Michael Duncan, son of Corabell and James Duncan, served in the U.S. Army in Korea. He remembers Tonk as “a card game played by African-American servicemen.” In fact, research shows that both Tonk and Bid Whist have played a large role in creating a separate and unique identity for the African-American community. Tonk, a kind of knock rummy, was popular with jazz musicians in the 1930s and 1940s and may even have given its name to one of Billy Strayhorn’s piano compositions — Duke Ellington recorded Tonk, with Strayhorn, in 1946.

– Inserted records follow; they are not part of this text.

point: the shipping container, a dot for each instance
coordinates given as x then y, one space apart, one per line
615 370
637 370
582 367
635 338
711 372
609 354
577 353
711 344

Some historians feel that playing cards are derived from the ancient Chinese game Mah Jong, which resembles the card game rummy. “Mah Jong” literally means “flax/hemp” “sparrow clattering.” Those who play the game with beautiful sets made of bone and bamboo love the sound of the tiles as they are mixed together prior to the start of each hand.
Loteria is a Mexican game similar to Bingo, but using images on a deck of cards instead of plain numbers. Each Loteria “tabla” (think of individual Bingo cards) is a randomly-created 4 x 4 grid of pictures that correspond to those on the deck of cards. The caller (“cantor”/singer) selects from the deck and reveals its name. Players with that image on their tablas mark it off with a disc (often dried pinto beans). The first player to cover 4 spaces in a horizontal, vertical or diagonal row calls out “Loteria!” or “Buena!” and is the winner. This is one game everyone can play!

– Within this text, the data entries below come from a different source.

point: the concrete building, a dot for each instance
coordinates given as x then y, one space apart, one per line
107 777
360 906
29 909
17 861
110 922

Parcheesi is the American adaptation of “Pachisi,” which was created in India around 500 B.C. The game is often subtitled Royal Game of India because that country’s royalty supposedly played it using costumed dancers as pawns on large outdoor boards. Parcheesi has been played throughout the world for many years. “We played many a hot game on that board — my grandmother, my mother, and I,” exclaims Sunny Stevenson, when asked about her family’s vintage game board, which was made by a “Dr. Green for grandmother Maggie, c. 1928.”
Go is considered by most Oriental game experts to be the world’s greatest strategic skill game, far surpassing Chess in its complexity and scope. In fact, unlike Chess, no computer program has yet been written which has been able to compete with the best Go players. Invented in China or central Asia c. 2000 B.C., Go has been raised by the Japanese to a pinnacle of aesthetic beauty, the mathematical elegance of its rules complemented by the great beauty of the boards and stones.